3. Diane Platt tackles a very different art form: mural-making. In “Our Images Make History,” she introduces her middle school children to the history of murals in Mexico and the United States, including WPA murals in her own school and contemporary Chicano murals in the southwest. She then provides her students with the skills and preparation necessary for creating their own murals on available walls at their school.
4. Henry Rhodes turns to the history of rap music in “The Evolution of Rap Music in the United States.” He gives the reader a detailed account of the rise of rap music from its origins in the Bronx after World War II to its present proliferation throughout the entertainment industry. Henry provides a set of useful suggestions on how to teach rap to students who know how to rap, but know little of rap’s history or cultural significance.


1. Ida Hickerson creates a comparative unit on the Civil Rights movement in three different communities: Blacks, Chicanos and Indians. In “Mosaic America Through Literary Art: The Civil Rights Movement Via African Americans, Chicanos and Native Americans,” she takes the reader through the history of the Civil Rights movement from the 1960s until the present. She watches how the black Civil Rights movement of the 1960s set the pattern for the subsequent efforts by Chicanos and Indians, and she provides a series of lesson plans that help personalize this history for her students.
2. Kenneth Hilliard creates an interdisciplinary unit that looks at the visual and performing arts, as well as the literature, of three different groups. In “Visual Arts, Literary Arts, and Performing Arts: Their Connection and Place in America’s Minority Culture,” he examines the music of a pueblo Indian tribe, the Zunis; the writing of Chicano author Sandra Cisneros; and the painting of African American artist Henry Tanner. His lesson plans help bring students into the different worlds of the figures or groups his explores through the use of art.
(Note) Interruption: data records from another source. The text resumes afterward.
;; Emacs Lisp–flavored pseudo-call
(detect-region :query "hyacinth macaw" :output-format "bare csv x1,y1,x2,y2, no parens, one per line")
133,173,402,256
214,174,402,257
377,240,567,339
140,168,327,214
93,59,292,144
3. Cynthia Roberts’ unit, “Bridging the Gap Between Cultures,” continues a unit she wrote in the previous year for high school special education students. The goal of this unit, like the earlier one, is to help make her students aware of the virtues of multiculturalism. She focuses in the current unit on the culture, cuisine and customs of people from Israel and Greece.


1. In “Jacob Lawrence’s Freedom Trail,” Casey Cassidy cleverly brings together the appealing images of a major black artist of the twentieth century with the lives of two nineteenth century freedom fighters, Frederick Douglass and Harriet Tubman. Casey uses Lawrence’s painted series on the lives of Douglass and Tubman as a way to explore African American history and art of the past two centuries.
2. Maxine Davis provides her middle school students with an excellent introduction to the history of African American painting in “Seven Famous African-American Masters of American Art.” By focusing on individual painters from the years after the American revolution up until the present, she introduces her students to the excitement of a visual tradition that they probably know little of.
3. In “The Folks of Folk Art,” Lynn Marmitt looks at seven folk artists, including minority and white figures. Their untutored styles and vivid imaginations provide students with a model for art that draws directly on everyday experience. The works of these artists are quite striking, and the lesson plans that Lynn includes help the students express themselves by exploring their own inner resources in making art.
4. Eva Scopino looks directly at women artists in “Points of View: Looking at Five Contemporary Female Artists of Color.” Her unit explores the life and art of minority women who have established themselves as major contributors to American culture. She looks at painters who are African American, Chicano and Native American, and her lesson plans help her students to recreate the sorts of art that each of her artists produce, from quilts to collages and assemblages.